Quando Mandetta saiu da Saúde, em 16 de abril, o Brasil contabilizava 1.924 mortes; hoje, já são quase 54 mil, uma tragédia anunciada. Na ocasião, as pesquisas mostravam que 76% dos entrevistados aprovavam o desempenho do ministro da Saúde, que antes era avaliado positivamente por 55%. A pandemia havia catapultado sua popularidade, graças ao excepcional desempenho na liderança do Sistema Unificado de Saúde (SUS). Ao contrário, a atuação de Bolsonaro, que havia entrado em guerra com os governadores de São Paulo, João Doria, e do Rio de Janeiro, Wilson Witzel, e se descolado de Mandetta, havia oscilado para baixo, de 35% para 33%. Os ciúmes do clã Bolsonaro — verbalizado nas redes sociais e entrevistas do presidente da República — puseram tudo a perder. Para substituir Mandetta, Bolsonaro escolheu o médico oncologista Nelson Teich, que ficou apenas um mês na pasta e caiu fora, depois da fatídica reunião ministerial de 22 de abril, cujas imagens revelam seu espanto com o que aconteceu na ocasião. A essa altura da pandemia, já eram mais de 14 mil mortos.

Os ministros militares do Palácio do Planalto — os generais Augusto Heleno (GSI), Rego Barros (Casa Civil), Fernando Azevedo (Defesa) e Luiz Ramos (Secretaria de Governo) — bem que tentaram segurar Mandetta no cargo, mas foi um esforço em vão. A ala radical do governo, liderada por Carlos Bolsonaro — que não faz parte do governo, mas tem grande influência no governo — já havia selado o destino de Mandetta. No início de abril, Bolsonaro disse à rádio Jovem Pan que o subordinado deveria “ter mais humildade” e “ouvir um pouco mais o presidente”. Ao saber da crítica, Mandetta falou com o chefe por telefone e ouviu dele que deveria “pedir demissão”. Respondeu: “O senhor que me demita”. Era o fim da linha.

Efeito Orloff

No relatório apresentado ao Tribunal de Contas, Vital do Rêgo critica a ausência de integrantes técnicos da área de saúde no comitê de gestão da pandemia governo: “Os cargos-chave do Ministério da Saúde, de livre nomeação e exoneração, não vêm sendo ocupados por profissionais com essa formação específica”. Segundo ele, isso pode levar a decisões não baseadas em questões médicas e científicas, o que resulta em “baixa efetividade das medidas adotadas de prevenção e combate à pandemia, desperdícios de recursos públicos e aumento de infecções e mortes”. O TCU recomendou a inclusão, como membros permanentes do Comitê de Crise da Covid-19, dos presidentes do Conselho Federal de Medicina, da Associação Médica Brasileira e do Conselho Nacional de Secretários de Saúde, com direito a voz e a voto. Entretanto, o governo não é obrigado a cumpri-la.

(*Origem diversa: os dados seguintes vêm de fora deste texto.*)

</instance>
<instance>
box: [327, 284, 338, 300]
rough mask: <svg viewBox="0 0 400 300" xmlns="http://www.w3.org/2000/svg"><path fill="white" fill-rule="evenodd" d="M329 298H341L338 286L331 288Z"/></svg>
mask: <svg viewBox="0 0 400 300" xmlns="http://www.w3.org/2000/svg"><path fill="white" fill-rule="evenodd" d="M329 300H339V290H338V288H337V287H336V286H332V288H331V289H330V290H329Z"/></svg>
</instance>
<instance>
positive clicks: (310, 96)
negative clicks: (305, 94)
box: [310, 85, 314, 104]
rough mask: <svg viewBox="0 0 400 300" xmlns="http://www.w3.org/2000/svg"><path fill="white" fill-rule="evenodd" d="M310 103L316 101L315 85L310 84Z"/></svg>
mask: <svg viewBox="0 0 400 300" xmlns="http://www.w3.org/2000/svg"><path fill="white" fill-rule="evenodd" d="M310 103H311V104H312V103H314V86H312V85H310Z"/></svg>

O relatório também destaca a ausência de ampla divulgação das ações de enfrentamento à crise de saúde pública e recomenda a inclusão de um representante da Secretaria de Comunicação Social no Centro de Coordenação de Operações do Comitê de Crise para Supervisão e Monitoramento dos Impactos da Covid-19 (CCOP). O TCU determinou, porém, que a Casa Civil passe a divulgar no prazo de 15 dias na internet as atas das reuniões do Comitê de Crise e do CCOP. A Fortuna de Bolsonaro pode ser comparada à do presidente Donald Trump, dos Estados Unidos, que também defendeu o uso de cloroquina e inicialmente se opôs ao isolamento social, embora agora tente se reposicionar, depois de ver sua reeleição caminhar em direção ao brejo.

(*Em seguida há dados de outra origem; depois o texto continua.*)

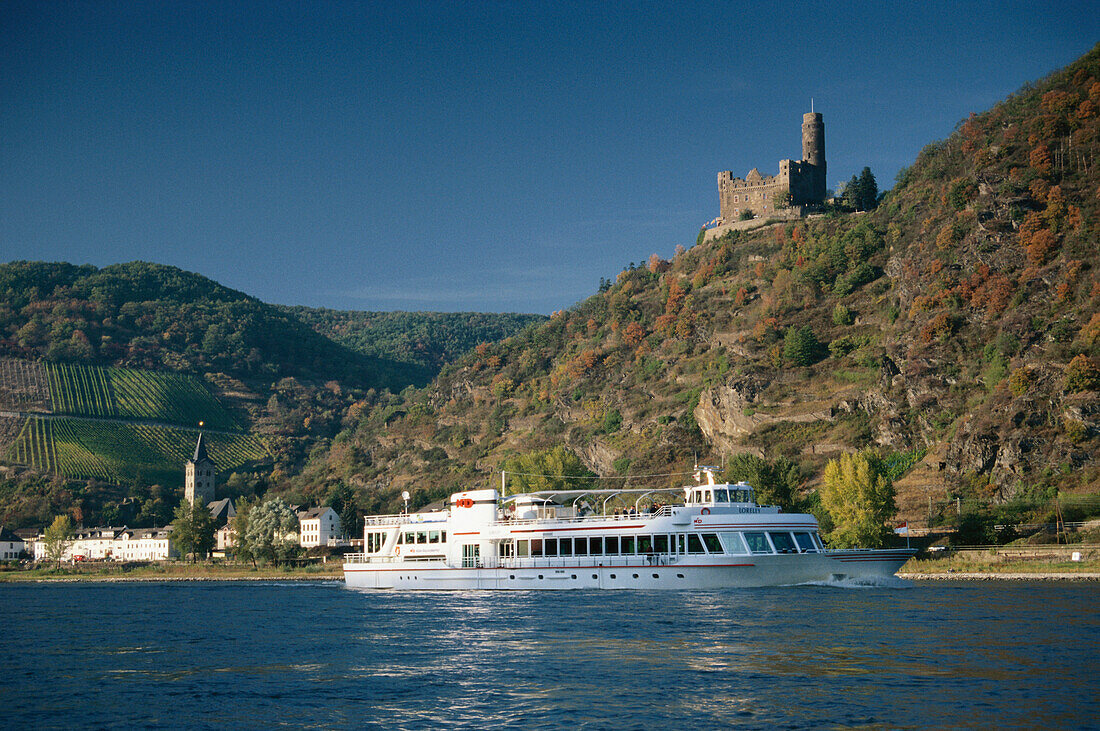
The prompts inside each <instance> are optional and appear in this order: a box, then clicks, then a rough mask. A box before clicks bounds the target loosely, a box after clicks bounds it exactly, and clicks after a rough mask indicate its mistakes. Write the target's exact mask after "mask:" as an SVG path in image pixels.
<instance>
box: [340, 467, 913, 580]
mask: <svg viewBox="0 0 1100 731" xmlns="http://www.w3.org/2000/svg"><path fill="white" fill-rule="evenodd" d="M700 470H701V473H702V474H705V475H706V484H704V485H695V486H689V487H683V488H673V489H617V490H616V489H610V490H552V491H539V492H525V494H520V495H510V496H502V495H500V494H499V492H498V491H497V490H495V489H483V490H470V491H466V492H456V494H454V495H452V496H451V498H450V500H449V505H448V507H447V508H445V509H442V510H434V511H430V512H418V513H400V514H394V516H367V517H366V518H365V519H364V529H363V539H364V540H363V546H364V552H363V553H360V554H349V555H348V556H345V560H344V577H345V579H346V583H348V585H349V586H352V587H366V588H403V589H574V588H575V589H580V588H606V589H627V588H637V589H712V588H727V587H748V586H775V585H788V584H803V583H811V582H831V580H832V582H837V580H845V579H862V578H873V577H887V576H892V575H893V574H894V572H897V571H898V568H899V567H900V566H901V565H902V564H903V563H904V562H905V561H906V560H908V558H909V557H910V556H911V555H912V554H913V552H912V551H910V550H891V551H867V550H855V551H831V550H828V549H826V547H825V545H824V543H823V542H822V539H821V535H820V532H818V527H817V521H816V519H815V518H814V517H813V516H810V514H802V513H784V512H782V511H781V510H780V509H779V508H778V507H774V506H771V507H768V506H758V505H757V503H756V500H755V499H753V490H752V487H751V486H749V485H746V484H744V483H738V484H718V483H715V480H714V473H715V468H708V467H704V468H701V469H700Z"/></svg>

Hoje, Trump amarga 14 pontos atrás do seu concorrente democrata, Joe Biden. Agora, o principal aliado de Bolsonaro na política externa, embora se declare seu amigo, cita o Brasil como mau exemplo a ser seguido no combate à pandemia. Bolsonaro cometeu um erro fatal ao demitir Mandetta, com quem dividiria o prestígio. Como diria o Conselheiro Acácio, personagem de Eça de Queiroz em O Primo Basílio, as consequências sempre vêm depois. A flexibilização precoce do isolamento social por governadores e prefeitos, pressionados por Bolsonaro, está provocando o aumento do número de casos da covid-19, inclusive, onde a pandemia estava sendo controlada. Além disso, governo perdeu o rumo na economia.